Dans ce film, on sent bien que Ford règle, sans amertume d'ailleurs, des petits problèmes personnels; avec la bonne société héritière du Mayflower qui regarde de haut les petits immigrés irlandais bien sûr, avec une scène savoureuse dans le club le plus select de la ville; avec son fils aussi, lorsqu'il affuble Spencer Tracy d'une progéniture plus que dégénérée qui vous donnera des frissons dans le dos.
Mais surtout, Ford en profite pour faire venir tous ses vieux acteurs fétiches comme pour une dernière tournée d'adieux : Pat O'Brien, Basil Rathbone, James Gleason, John Carradine, Wallace Ford, Willis Bouchey, Jane Darwell... Ils sont tous parfaits sous leurs cheveux blancs et c'est toujours un tel plaisir de les retrouver...

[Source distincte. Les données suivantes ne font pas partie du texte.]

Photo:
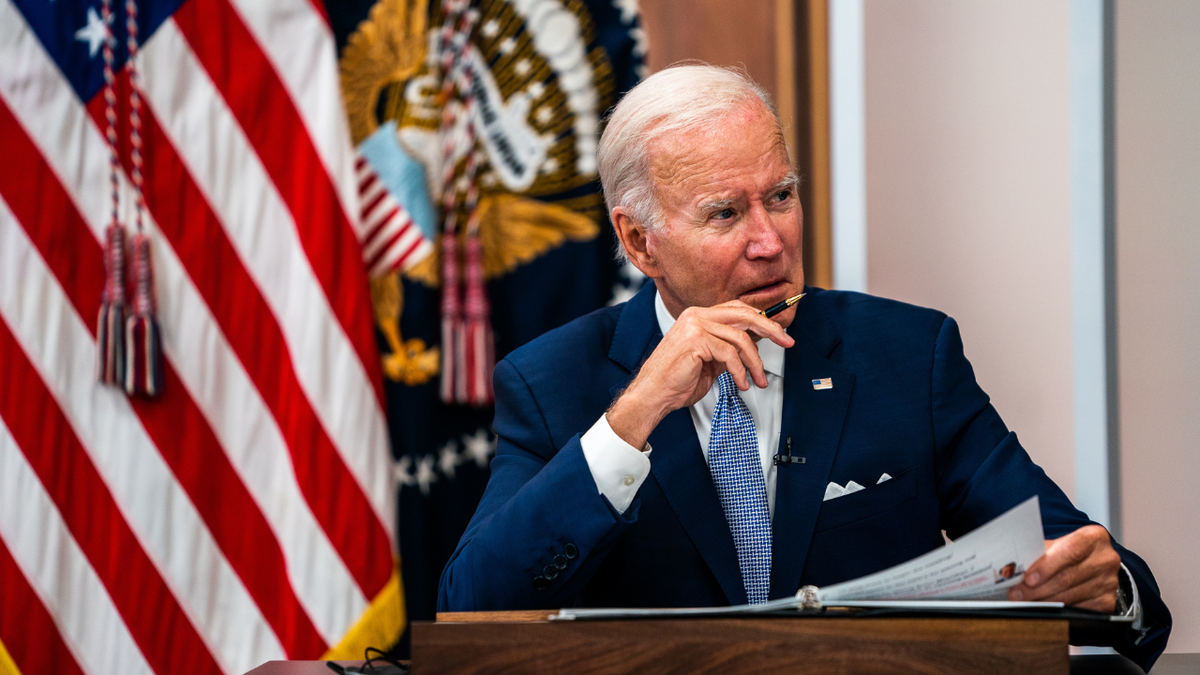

Surtout que bon, les jeunes, ce n'est pas ça, la rare poule est fadasse, le gamin dégénéré ressemble trop à son rôle pour ne pas être un peu suspect et notre héros candide est joué par Jeffrey Hunter, sorte de pré-Ray Liotta de face et de pré-Ben Affleck de profil, un concentré de moulasse, donc, pour notre plus grand malheur...

Du coup, un peu comme l'enjeu que Tracy tourne dix ans plus tôt sur un thème proche, le film laisse un peu sur sa faim, même s'il reste intéressant (Frank S. Nugent est toujours pour Ford une perle de scénariste) et filmé merveilleusement, comme lorsque Spencer longe la parade en imperméable et galurin, ou que ses assistants gravissent ensemble l'escalier principal...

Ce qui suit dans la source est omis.